In June, it will be six years since the formal closing events commemorating the work of the Truth and Reconciliation Commission and the release of the 94 Calls to Action. Many thousands of people at the closing event heard the words of TRC Chief Commissioner Murray Sinclair: “If you thought the truth was hard, reconciliation will be harder.” CFSC remains steadfast in our commitment to the TRC’s Calls to Action. In the past year, CFSC has convened and supported a number and variety of initiatives to foster reconciliation with Indigenous peoples.
A key step for settlers is listening to Indigenous voices on truth and reconciliation. Throughout the year we promoted our reconciliation video project, which presents several Indigenous individuals’ perspectives on what reconciliation means and how settlers can engage in consequential ways. We look forward to building on this with more voices from Indigenous friends and partners this coming year. We are grateful to those who took time to share their personal reflections and offer suggestions.
The CFSC Reconciliation Fund was established in follow up to the work of the TRC, based on the leading of a CFSC donor. The Fund supports grassroots, community-based efforts of Indigenous people in Canada who are working on culture and language revitalization. This fund goes toward projects of Indigenous individuals or communities, and CFSC accepts applications at any time.
In 2020 the Fund supported an intergenerational workshop for Cowichan (on Vancouver Island) community members on the traditional skill of making fish leather. The leather-making workshop was held at Xpey’ Lelum (Cedar House) and led by a Cowichan Elder, Hul’q’umin’num language teacher, and knowledge keeper, Philomena Williams, with fish leather expert Janey Chang.
Participants had the opportunity to scrape fish skins with a variety of tools, tan and oil the fish skins, and learn more about the history of the practice locally and globally. Some participants were surprised to learn that fish leather is three times stronger than deer hide! Tim Kulchyski, Cowichan Tribes biologist, shared that he was told as a child by a Cowichan elder that the best fishermen wore leather capes made of Chinook salmon skins.
Near the close of 2020, CFSC hosted a virtual evening of songs and stories with our long-time partners, Dan and Mary Lou Smoke. The Smokes generously shared cultural teachings and personal experiences. Dan reminded us that going into winter is the time to gather for stories and sharing. Mary Lou encouraged the virtual audience to sing along with her on Zoom. Since 1991, Mary Lou and Dan have hosted the radio program Smoke Signals (CHRW 94.9 FM Radio Western), which seeks to bridge the gap of understanding between Indigenous and non-Indigenous worldviews. CFSC has supported Smoke Signals for many years, most recently through the Reconciliation Fund.
“CFSC remains steadfast in our commitment to the TRC’s Calls to Action.”

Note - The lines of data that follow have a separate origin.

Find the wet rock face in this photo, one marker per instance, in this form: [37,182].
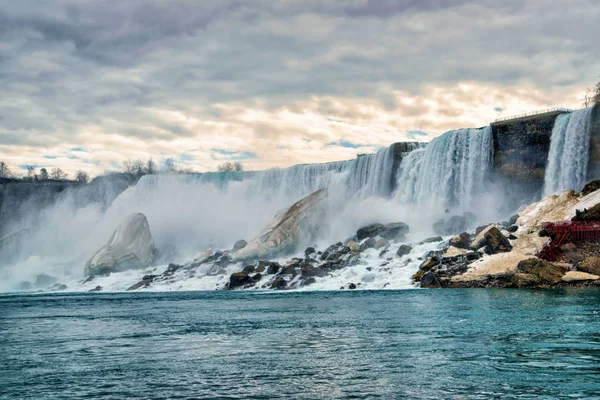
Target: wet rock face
[130,247]
[492,238]
[239,279]
[546,272]
[456,223]
[393,231]
[286,230]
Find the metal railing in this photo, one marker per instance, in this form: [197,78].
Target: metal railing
[548,111]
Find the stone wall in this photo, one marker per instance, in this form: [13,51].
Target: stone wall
[594,160]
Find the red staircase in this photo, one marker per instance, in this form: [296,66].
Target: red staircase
[561,232]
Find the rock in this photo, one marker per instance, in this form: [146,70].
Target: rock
[592,214]
[353,246]
[279,283]
[522,280]
[238,279]
[433,239]
[388,232]
[590,265]
[224,261]
[58,287]
[43,281]
[429,263]
[394,230]
[403,250]
[289,270]
[240,244]
[308,281]
[309,251]
[418,275]
[454,224]
[461,241]
[492,237]
[546,271]
[590,187]
[310,271]
[249,269]
[286,230]
[577,276]
[368,231]
[130,247]
[430,281]
[380,243]
[144,283]
[273,268]
[368,244]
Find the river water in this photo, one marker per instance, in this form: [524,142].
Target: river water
[422,344]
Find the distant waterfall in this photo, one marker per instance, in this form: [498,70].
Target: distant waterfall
[568,156]
[449,171]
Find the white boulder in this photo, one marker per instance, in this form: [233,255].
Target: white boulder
[130,247]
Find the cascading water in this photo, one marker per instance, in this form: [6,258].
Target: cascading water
[449,171]
[568,156]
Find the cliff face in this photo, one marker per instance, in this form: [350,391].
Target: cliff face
[520,154]
[21,203]
[594,160]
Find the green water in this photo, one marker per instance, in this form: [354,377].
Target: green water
[423,344]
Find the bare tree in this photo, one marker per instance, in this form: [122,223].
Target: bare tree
[82,176]
[591,96]
[5,171]
[230,167]
[58,174]
[169,165]
[31,172]
[44,174]
[150,166]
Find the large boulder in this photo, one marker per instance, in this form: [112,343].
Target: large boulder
[492,238]
[130,247]
[454,224]
[547,272]
[389,231]
[287,229]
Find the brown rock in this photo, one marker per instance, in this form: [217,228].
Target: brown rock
[525,280]
[429,263]
[403,250]
[461,241]
[546,271]
[238,279]
[590,265]
[492,237]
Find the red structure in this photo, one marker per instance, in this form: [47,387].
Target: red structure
[561,232]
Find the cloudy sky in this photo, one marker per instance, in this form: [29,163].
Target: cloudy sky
[90,84]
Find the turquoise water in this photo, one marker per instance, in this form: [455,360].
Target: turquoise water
[424,344]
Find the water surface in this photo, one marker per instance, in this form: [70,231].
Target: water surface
[424,344]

One of CFSC’s core commitments to the TRC’s Calls to Action has involved building relationships with an ecumenical group, the Faith in the Declaration coalition. CFSC hosts the coalition’s website. This coalition of faith partners is working collaboratively to support implementing the United Nations Declaration on the Rights of Indigenous Peoples, including through federal legislation, Bill C-15. This is in direct response to TRC Call to Action #48. There are several initiatives and actions underway, including suggestions for ways to support the legislation—all this and more can be found on the website.
CFSC has recently joined with several others in the coalition to draft a submission to the parliamentary committee working on Bill C-15. Our submission emphasizes: “As peoples of faith, we recognize the systemic injustice that we have been a part of and we are committed to change. We are committed to the deconstruction and transformation of the power structures that have oppressed and continue to oppress Indigenous peoples.” And it concludes, “C-15 provides the federal government with a framework to create the paradigm shift required for a reset; a framework to build trusted working relationships with Indigenous nations and communities that are essential for the path away from colonization.”

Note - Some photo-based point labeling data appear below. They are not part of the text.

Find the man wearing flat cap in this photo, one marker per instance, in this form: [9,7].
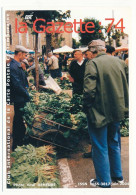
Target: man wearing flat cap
[19,94]
[105,103]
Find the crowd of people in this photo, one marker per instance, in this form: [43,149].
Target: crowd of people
[100,77]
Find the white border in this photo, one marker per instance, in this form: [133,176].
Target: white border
[46,5]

In February 2021, Faith in the Declaration hosted a virtual public event with Chief Wilton Littlechild, Kanien’kehá:ka activist Ellen Gabriel, and Professor Sheryl Lightfoot on the importance of Bill C-15. Hosted by Archbishop Mark MacDonald and opened by Elder Mary Fontaine, the event provided much food for thought and was attended by more than 500 people. Videos are available on the website.
The work that CFSC is undertaking with Faith in the Declaration very much compliments the ongoing work we’ve been doing for decades with Indigenous partners in the Coalition for the Human Rights of Indigenous Peoples. The TRC placed a high priority on this work. Indeed, in the ten principles of reconciliation articulated by the TRC, the first names the UN Declaration as “the framework for reconciliation at all levels and across all sectors of Canadian society.”
Jennifer Preston, Hamilton Meeting, coordinates CFSC’s Indigenous Rights program and serves as CFSC’s General Secretary.